At about 4:30 p.m. on September 28, unidentified attackers shot and killed González, founder and editor of the Facebook-based news outlet Portal Morelos Noticias, in Cuernavaca, the capital of the central Mexican state of Morelos, according to news reports.
Citing eyewitnesses, the Mexico City newspaper El Universal reported that two men drove up to González on a motorcycle after he had eaten at a food stand in the Miraval neighborhood of Cuernavaca, and shot him with pistols. A report by the Morelos state prosecutor’s office, which CPJ reviewed, stated that authorities did not know the number of people involved in the attack or any of their identities. That report said González was shot multiple times and died at the scene.
“After a string of tragic killings of reporters in recent months, the brutal slaying of Manuel González Reyes cements Mexico’s status as the Western Hemisphere’s most lethal country for reporters, an abysmal status reinforced by the ongoing impunity in crimes against the press,” said Jan-Albert Hootsen, CPJ’s Mexico representative. “Authorities in Mexico must thoroughly investigate González’s killing, bring those responsible to justice, and work harder to take concrete steps to make the country safer for the press.”
González, 55, founded Portal Morelos Noticias in 2017, according to El Universal. The outlet has about 260,000 followers on Facebook, and covers a wide range of topics in the state of Morelos, including political news, cultural events, the COVID-19 pandemic, traffic accidents, and other local news stories.
In recent weeks, the outlet covered several murders in the surroundings of Cuernavaca, as well as testimonies from people in the municipality Jiutepec who were angry about the lack of emergency assistance from state authorities after a mudslide. Those posts did not carry bylines specifying who wrote them; González appears or is heard in the videos that CPJ reviewed on the outlet’s Facebook page.
According to news reports, González ran for mayor of the town of Emiliano Zapata, near Cuernavaca, in this year’s June 6 elections for the new Partido para el Bienestar (Party for Wellbeing).
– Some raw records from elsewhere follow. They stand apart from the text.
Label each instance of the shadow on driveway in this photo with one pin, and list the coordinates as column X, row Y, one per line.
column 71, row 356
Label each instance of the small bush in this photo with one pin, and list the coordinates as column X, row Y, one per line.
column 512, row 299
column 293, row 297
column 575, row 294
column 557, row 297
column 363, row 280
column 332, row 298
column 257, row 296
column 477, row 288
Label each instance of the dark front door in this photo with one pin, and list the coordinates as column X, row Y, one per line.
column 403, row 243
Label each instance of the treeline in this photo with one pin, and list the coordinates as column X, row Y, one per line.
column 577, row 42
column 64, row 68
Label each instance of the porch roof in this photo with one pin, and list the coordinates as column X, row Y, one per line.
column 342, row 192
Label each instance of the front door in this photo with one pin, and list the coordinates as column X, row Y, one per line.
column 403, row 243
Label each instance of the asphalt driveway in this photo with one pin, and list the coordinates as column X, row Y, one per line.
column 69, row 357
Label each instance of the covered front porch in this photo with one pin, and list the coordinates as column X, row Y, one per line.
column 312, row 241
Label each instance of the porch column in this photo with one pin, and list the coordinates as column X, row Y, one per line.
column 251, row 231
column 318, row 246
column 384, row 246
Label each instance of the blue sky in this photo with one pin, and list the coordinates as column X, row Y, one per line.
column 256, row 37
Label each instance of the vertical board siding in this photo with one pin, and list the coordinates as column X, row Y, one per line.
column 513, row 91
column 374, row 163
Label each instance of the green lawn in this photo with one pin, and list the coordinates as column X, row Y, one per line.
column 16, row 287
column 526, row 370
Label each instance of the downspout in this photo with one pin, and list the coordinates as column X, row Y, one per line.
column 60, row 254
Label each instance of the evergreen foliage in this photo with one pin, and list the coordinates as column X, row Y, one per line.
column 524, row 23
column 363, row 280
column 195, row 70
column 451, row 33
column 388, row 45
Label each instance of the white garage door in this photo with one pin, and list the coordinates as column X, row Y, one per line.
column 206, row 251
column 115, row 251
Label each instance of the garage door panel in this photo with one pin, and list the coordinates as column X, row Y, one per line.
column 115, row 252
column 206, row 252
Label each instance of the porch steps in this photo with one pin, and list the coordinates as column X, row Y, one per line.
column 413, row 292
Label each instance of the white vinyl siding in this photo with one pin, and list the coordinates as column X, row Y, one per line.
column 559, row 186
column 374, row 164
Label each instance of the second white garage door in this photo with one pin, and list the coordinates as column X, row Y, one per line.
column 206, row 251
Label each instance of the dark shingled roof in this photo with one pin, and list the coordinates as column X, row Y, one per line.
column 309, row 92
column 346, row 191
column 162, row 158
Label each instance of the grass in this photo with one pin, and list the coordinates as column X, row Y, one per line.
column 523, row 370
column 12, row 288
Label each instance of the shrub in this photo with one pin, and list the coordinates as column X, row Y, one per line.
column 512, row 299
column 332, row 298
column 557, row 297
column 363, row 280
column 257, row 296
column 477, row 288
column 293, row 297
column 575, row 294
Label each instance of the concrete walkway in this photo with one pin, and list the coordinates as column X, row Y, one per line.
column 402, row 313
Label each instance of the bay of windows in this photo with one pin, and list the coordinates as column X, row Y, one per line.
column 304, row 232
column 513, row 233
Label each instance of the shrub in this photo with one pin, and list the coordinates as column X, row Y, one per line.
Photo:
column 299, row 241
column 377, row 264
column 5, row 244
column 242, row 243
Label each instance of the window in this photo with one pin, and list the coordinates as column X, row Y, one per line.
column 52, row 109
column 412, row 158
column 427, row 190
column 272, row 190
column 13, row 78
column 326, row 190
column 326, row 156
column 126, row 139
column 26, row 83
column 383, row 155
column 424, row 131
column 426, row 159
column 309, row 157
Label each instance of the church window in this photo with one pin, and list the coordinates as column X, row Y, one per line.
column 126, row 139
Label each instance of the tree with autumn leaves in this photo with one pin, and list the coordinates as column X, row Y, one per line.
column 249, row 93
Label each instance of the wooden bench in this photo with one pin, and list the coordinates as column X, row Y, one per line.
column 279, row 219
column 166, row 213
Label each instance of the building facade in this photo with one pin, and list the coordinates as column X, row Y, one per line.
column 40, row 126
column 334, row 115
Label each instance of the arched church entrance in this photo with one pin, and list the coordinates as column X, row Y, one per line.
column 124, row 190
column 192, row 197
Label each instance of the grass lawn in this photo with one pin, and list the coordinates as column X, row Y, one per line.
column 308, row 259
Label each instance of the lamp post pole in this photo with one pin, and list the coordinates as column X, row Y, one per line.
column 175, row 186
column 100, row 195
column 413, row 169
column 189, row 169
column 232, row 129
After losing the election, he continued his work as a reporter, according to El Universal.
The article in El Universal quoted several unnamed colleagues who said that González was conducting “special investigations” at the time he was killed, but did not elaborate on those investigations. CPJ spoke with three local journalists in Morelos familiar with González’s work, but they said they did not know what he was investigating at the time of his death. Those journalists asked that CPJ not identify them by name, citing safety concerns.
CPJ was unable to find contact information of González’s family or his colleagues at Portal Morelos Noticias. CPJ repeatedly messaged the outlet’s Facebook page, but did not receive any replies.
A spokesperson for the Morelos state prosecutor’s office did not reply to a request for comment sent by messaging app.
An official at the Federal Mechanism for the Protection of Human Rights Defenders, an agency of the federal government that provides security measures to journalists and rights defenders, told CPJ that the agency was not aware of any threats to González’s life and said that he had not been enrolled in a protection program with the mechanism. The official asked CPJ to remain anonymous, as they are not authorized to speak on the matter.
Mexico is the deadliest country in the Western Hemisphere. According to CPJ research, at least three journalists were murdered in direct relation to their work in 2021. CPJ is investigating the killings of two other reporters to determine the motive.